Japan, one of the nations involved in the nuclear talks, has pushed the U.S. not to take the North off the list until Pyongyang provides details about Japanese citizens kidnapped by North Korean agents in the 1970s and 80s; Tokyo has also refused to provide aid to the North called for in the nuclear talks until the matter is resolved.
North Korea has not been tied directly to terrorism since its agents planted a bomb on a South Korean commercial jetliner in 1987. But U.S. hard-liners fear the Bush administration, in taking the North off the list, would be sending a dangerous signal to a country that exploded a nuclear bomb and test-fired missiles last year.

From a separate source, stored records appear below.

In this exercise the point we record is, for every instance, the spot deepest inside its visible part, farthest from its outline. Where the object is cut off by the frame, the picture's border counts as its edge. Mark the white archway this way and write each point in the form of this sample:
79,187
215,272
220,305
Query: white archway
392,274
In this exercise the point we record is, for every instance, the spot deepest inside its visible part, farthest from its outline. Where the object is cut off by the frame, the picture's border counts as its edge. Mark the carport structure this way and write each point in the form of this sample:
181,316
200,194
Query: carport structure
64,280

A team of U.S. experts has begun disabling North Korea's nuclear facilities. If completed, it would be the biggest step the North has taken to scale back its nuclear programs. U.S. officials said the experts plan to take steps that would mean it would take at least a year for the reactor to be restarted.
The North shut down its sole operational reactor at Yongbyon, north of the capital Pyongyang, in July and promised to disable it by year's end in exchange for energy aid and political concessions from the other countries involved in talks on its nuclear program: the U.S., China, Japan, South Korea and Russia. U.S. officials hope to dismantle the reactor next.
Song said that a failure by negotiators at the nuclear talks could spur other Asian nations to pursue their own atomic bombs.
"This is a great danger," Song said. "If that is the case, we would see the nuclear dominoes. That would be a road to disaster."
Song said South Korea was committed to making sure North Korea relinquishes all of its nuclear programs and weapons.
"We cannot live in this kind of small room with someone who is holding a hand grenade with the safety pin off," Song said.
He also spoke of South Korea's coveted goal of talks on an eventual peace treaty to replace the 1953 cease-fire that halted the Korean War.
Those talks, he said, would begin when negotiators see "tangible and persuasive progress" in North Korea's nuclear disablement efforts.
Secretary of Condoleezza Rice, at a joint press conference with Song on Wednesday, indicated the U.S. would approach peace talks more cautiously.
"We would want to have evidence of real denuclearization that is really a strategic choice by North Korea, that they're not going to try to reverse course," Rice told reporters.